Limitations and hard problems
- Providers sometimes update model weights without changing the version string. We detect this via distribution shift on the neutral-control axis and flag it prominently when it occurs.
- Different users may receive different system prompts from the provider. We cannot fully control for this; we document the ambiguity.

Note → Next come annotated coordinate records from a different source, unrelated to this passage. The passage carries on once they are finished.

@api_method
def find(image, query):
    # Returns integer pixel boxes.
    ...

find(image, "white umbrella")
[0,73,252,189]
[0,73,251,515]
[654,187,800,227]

- “Legitimate safety improvement” and “normative drift” are reported separately. Changes on clearly-harmful prompts are treated differently from changes on contested ones.
Known data gaps
Weeks where a scheduled runner produced no samples are listed here rather than silently interpolated. Time-series charts render these as a break in the line; aggregate statistics exclude the missing cell rather than imputing it. Backfilling after the fact is not done — a sample taken later is not a sample taken that week, and the local-baseline noise floor depends on real-time capture.
2026-W17—llama3.2:3b- No samples written. The runner host for that week did not have
ollama installed; the failure was silent (no error in
run_log.jsonl) and was caught on review the following week. Affects continuity of the local-baseline noise floor for one week; does not affect any commercial-model metric.
If you find a flaw in this methodology, open an issue. Transparency is the point; corrections make the record stronger.